The activity of today was two-fold, with the focus being on understanding the relationship between the MIR/MAR reallocation issue (and the consequent 1.8 Hz oscillation) and the CARM loop gain. The underlying idea was that the CARM loop was marginal at the higher end of its phase bubble, and even the small change in gain induced by the change in the reallocation strategy between the HighPower and the LowNoise configurations could induce the crossing of CARM in the instability region.
The first test we did was in the (currently) standard configuration during science mode, with the splitting filters misbalanced towards the MIR correction:
- 16:00:00 UTC: clean data, 240 s;
- 16:04:30 UTC: CARM loop gain increased by 5% (16 -> 16.8), 500 s;
- 16:14:30 UTC: CARM loop gain increased up to +7.5% (16.8 -> 17.2), 500 s;
- 16:25:40 UTC: CARM loop gain decreased down to ~-20% (17.2 -> 13), 600 s.
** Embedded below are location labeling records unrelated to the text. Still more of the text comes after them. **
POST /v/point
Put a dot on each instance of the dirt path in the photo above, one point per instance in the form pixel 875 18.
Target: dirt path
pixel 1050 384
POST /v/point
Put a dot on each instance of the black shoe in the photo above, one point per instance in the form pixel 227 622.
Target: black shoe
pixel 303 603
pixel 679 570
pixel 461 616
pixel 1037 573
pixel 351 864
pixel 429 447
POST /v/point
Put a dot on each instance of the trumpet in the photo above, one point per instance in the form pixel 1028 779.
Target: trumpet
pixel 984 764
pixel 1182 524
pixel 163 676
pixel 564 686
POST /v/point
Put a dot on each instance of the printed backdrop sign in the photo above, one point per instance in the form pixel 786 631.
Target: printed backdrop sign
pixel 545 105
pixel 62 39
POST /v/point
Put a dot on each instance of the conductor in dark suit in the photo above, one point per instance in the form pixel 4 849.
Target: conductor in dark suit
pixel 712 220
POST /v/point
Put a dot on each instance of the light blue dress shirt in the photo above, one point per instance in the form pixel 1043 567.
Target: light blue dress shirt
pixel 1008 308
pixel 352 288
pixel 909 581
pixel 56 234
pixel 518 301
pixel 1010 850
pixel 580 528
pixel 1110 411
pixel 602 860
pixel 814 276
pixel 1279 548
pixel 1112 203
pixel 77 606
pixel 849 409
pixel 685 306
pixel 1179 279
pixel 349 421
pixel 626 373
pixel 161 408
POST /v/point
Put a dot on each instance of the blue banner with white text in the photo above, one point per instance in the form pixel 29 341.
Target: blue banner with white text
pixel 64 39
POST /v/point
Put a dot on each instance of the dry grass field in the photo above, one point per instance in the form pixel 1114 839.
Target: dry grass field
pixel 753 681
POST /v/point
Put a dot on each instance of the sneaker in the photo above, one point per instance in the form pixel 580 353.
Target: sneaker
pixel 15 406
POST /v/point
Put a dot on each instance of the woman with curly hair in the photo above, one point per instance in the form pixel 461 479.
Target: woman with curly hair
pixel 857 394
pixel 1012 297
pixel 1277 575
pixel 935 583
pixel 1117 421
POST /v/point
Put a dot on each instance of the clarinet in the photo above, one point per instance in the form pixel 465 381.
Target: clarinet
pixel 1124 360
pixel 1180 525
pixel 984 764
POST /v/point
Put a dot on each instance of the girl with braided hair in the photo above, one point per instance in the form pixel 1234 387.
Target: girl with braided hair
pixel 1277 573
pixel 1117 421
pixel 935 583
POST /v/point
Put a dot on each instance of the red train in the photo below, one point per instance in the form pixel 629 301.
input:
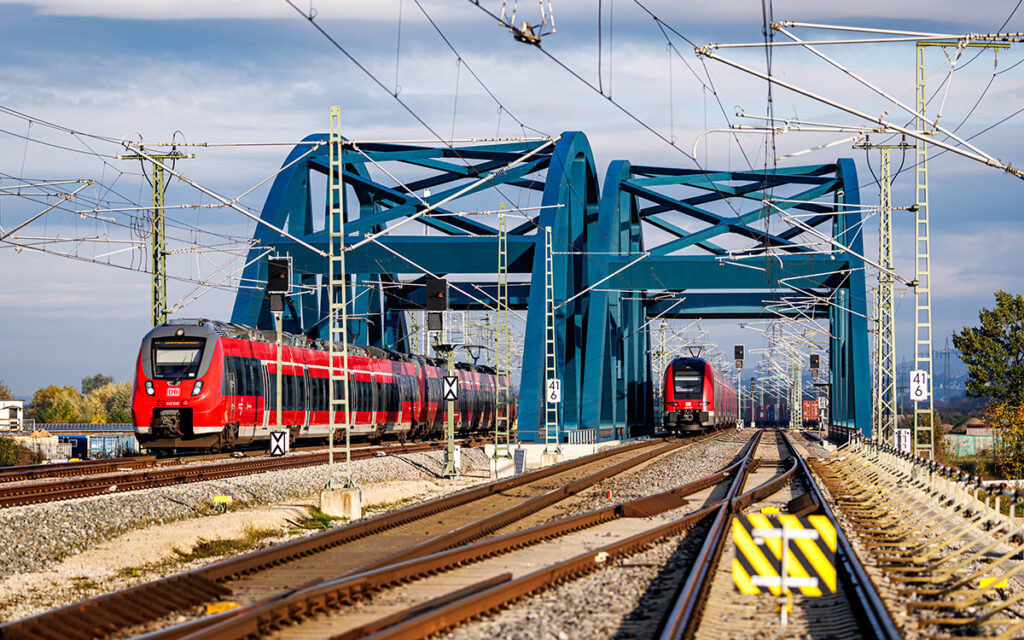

The test is reported in Figure 1, where the four traces are respectively the purple, red, black and blue ones: the structures around 1.8 Hz, already present in the standard configuration, got progressively worse with the gain increased, and completely disappeared with the low gain.
We did then a test to restore the MIR/MAR reallocation filters in the low-gain condition, but this still caused the oscillation to rise and kill the lock (Figure 2).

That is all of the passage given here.